The goal of a secure design is to enable a system that supports and enforces the necessary authentication, authorization, confidentiality, data integrity, accountability, availability, and
non-repudiation requirements, even when the system is under attack.
Authentication system designs should automatically provide a mechanism requiring re-authentication after a period of inactivity or prior to critical operations. System designers can reuse time-tested authentication mechanisms such as Kerberos instead of building a new one.
Authorization should be conducted as an explicit check, and as necessary even after an initial authentication has been completed. Authorization depends not only on the privileges associated with an authenticated user, but also on the context of the request. The time of the request and the location of the requesting user may both need to be taken into account.

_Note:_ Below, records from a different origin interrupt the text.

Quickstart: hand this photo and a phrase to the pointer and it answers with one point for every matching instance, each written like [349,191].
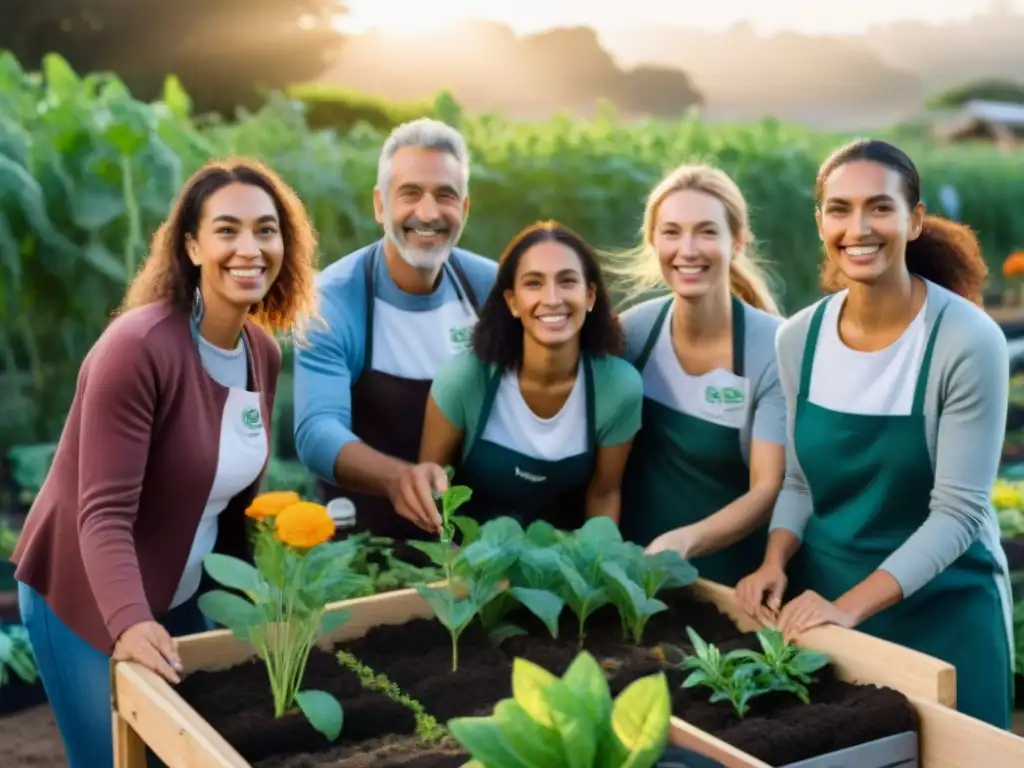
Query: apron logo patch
[252,419]
[723,395]
[460,337]
[528,476]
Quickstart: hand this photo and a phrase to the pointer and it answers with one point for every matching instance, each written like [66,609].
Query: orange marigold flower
[270,504]
[1014,264]
[304,525]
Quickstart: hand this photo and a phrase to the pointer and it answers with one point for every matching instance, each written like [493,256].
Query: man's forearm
[366,470]
[782,545]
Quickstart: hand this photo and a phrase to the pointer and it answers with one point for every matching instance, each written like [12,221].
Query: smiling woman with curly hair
[540,416]
[165,443]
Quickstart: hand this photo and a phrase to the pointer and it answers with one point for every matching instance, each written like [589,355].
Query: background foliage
[87,172]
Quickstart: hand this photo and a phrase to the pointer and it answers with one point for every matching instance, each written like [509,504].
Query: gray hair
[426,134]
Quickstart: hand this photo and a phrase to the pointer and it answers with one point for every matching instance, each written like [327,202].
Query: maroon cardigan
[108,537]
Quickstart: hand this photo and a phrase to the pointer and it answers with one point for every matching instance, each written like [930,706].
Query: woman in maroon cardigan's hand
[165,444]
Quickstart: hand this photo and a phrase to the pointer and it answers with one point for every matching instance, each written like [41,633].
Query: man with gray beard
[395,310]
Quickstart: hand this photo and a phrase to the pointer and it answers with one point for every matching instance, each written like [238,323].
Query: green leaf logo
[251,418]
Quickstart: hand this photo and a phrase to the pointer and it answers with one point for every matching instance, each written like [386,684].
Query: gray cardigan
[966,416]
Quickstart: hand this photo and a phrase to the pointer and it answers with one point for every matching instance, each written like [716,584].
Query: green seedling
[740,676]
[427,728]
[569,722]
[782,666]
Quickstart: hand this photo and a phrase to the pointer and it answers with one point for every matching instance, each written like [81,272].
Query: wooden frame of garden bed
[148,712]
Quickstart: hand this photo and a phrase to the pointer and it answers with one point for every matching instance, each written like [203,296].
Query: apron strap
[921,388]
[652,336]
[463,288]
[807,365]
[250,365]
[738,336]
[369,263]
[495,379]
[462,283]
[588,376]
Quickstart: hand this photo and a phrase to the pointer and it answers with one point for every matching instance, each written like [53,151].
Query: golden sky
[820,16]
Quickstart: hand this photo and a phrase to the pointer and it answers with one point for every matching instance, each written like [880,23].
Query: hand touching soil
[412,496]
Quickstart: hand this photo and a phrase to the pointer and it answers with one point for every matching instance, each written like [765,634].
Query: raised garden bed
[150,712]
[222,714]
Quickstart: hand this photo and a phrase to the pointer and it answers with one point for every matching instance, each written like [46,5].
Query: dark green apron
[870,479]
[682,469]
[509,483]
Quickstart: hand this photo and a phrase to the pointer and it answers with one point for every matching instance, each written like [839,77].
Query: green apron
[506,482]
[682,469]
[870,480]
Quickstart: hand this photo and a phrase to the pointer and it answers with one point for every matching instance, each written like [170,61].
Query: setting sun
[404,16]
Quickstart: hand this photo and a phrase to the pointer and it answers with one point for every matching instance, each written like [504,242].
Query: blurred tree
[990,89]
[224,51]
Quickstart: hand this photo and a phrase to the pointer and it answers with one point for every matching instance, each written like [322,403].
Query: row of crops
[87,172]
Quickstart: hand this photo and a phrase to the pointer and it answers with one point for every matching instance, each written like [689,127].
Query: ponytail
[945,253]
[748,283]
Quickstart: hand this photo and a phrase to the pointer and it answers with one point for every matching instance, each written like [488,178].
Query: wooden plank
[856,656]
[170,727]
[949,739]
[683,734]
[152,710]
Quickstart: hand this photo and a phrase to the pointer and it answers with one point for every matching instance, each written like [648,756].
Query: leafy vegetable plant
[457,602]
[569,722]
[741,675]
[16,655]
[281,608]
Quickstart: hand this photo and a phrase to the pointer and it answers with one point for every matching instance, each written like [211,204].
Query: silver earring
[198,305]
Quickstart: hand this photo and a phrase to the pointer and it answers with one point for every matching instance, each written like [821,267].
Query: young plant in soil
[569,722]
[740,676]
[600,568]
[457,602]
[281,608]
[427,728]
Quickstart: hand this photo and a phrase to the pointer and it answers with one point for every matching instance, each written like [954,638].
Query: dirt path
[30,739]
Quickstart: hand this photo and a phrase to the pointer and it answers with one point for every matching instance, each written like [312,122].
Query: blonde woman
[710,459]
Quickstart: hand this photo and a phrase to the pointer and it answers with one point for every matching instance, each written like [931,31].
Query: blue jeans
[77,677]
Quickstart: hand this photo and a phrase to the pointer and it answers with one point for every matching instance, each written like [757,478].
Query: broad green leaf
[483,739]
[470,528]
[545,605]
[640,718]
[571,721]
[538,747]
[334,620]
[232,572]
[586,679]
[176,97]
[323,711]
[529,685]
[232,611]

Sometimes a user’s authorization for a system or service needs to be revoked, for example,
when an employee leaves a company. If the authorization mechanism fails to allow for such revocation, the system is vulnerable to abuse by authenticated users exercising out-of-date authorizations.

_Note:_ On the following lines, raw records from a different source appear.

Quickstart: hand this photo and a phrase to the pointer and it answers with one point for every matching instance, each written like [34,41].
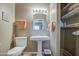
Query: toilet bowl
[21,43]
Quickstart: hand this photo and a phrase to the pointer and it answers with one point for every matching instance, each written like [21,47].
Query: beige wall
[24,11]
[55,36]
[6,28]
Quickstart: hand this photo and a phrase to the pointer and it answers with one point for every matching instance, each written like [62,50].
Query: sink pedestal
[39,51]
[39,40]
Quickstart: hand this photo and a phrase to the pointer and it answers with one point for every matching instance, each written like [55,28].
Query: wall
[55,36]
[24,11]
[6,28]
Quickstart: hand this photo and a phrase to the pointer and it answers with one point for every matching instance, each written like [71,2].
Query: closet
[69,24]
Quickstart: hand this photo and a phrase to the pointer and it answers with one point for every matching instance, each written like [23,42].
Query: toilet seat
[15,50]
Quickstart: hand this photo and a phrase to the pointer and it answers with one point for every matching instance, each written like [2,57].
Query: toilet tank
[21,41]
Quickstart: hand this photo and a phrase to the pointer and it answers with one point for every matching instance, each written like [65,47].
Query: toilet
[21,44]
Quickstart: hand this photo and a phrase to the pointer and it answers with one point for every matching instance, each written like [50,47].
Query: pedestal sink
[39,40]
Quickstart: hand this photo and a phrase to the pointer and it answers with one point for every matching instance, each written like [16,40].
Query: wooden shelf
[71,13]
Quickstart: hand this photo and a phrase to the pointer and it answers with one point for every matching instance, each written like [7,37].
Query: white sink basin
[37,38]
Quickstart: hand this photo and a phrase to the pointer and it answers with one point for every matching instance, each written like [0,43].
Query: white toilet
[21,44]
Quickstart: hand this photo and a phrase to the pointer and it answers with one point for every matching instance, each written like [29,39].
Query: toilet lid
[15,50]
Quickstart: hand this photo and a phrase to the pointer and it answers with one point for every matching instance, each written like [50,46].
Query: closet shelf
[69,4]
[71,13]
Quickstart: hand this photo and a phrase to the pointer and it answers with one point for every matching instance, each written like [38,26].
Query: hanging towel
[21,24]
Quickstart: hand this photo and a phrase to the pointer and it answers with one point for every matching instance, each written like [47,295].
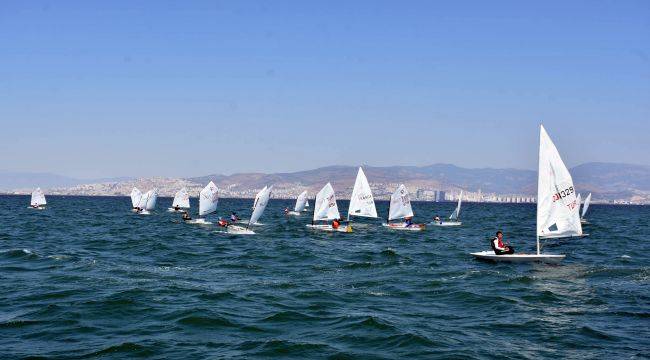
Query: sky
[172,88]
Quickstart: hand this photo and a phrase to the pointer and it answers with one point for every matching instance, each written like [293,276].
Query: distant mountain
[25,180]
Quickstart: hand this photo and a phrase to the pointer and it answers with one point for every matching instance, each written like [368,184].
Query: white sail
[135,197]
[456,214]
[208,199]
[262,199]
[400,204]
[586,205]
[144,198]
[182,199]
[361,202]
[557,206]
[325,207]
[151,200]
[38,198]
[301,201]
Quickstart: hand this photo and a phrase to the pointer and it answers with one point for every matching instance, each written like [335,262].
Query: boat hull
[414,227]
[489,255]
[345,229]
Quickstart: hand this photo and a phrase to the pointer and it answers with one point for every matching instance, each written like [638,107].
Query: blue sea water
[87,278]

For particularly sensitive operations, authorization may need to invoke authentication. Although authorization begins only after authentication has occurred, this requirement is not circular. Authorization of a specially sensitive operation (for example, transferring
a sum of money larger than a designated threshhold) may require a re-authentication or
a higher level of authentication. Some policies require two people to authorize critical transactions (“two-person rule”). In such cases, it is important to assure that the two individuals are indeed distinct; authentication by password is insufficient
for this purpose.
Creating a policy that explicitly identifies different levels of classification is the first step in handling data appropriately. It is important to factor all relevant considerations
into the design of a data sensitivity policy. For data on which business continuity or life depends (for example, medical data), availability is critical and redundancy and backups to preserve data availability is mandatory.
Policy requirements and data sensitivity can change over time as the business climate
evolves, as regulatory regimes change, as systems become increasingly interconnected, and as new data sources are incorporated into a system. Regularly revisiting and revising data protection policies and their design implications is essential.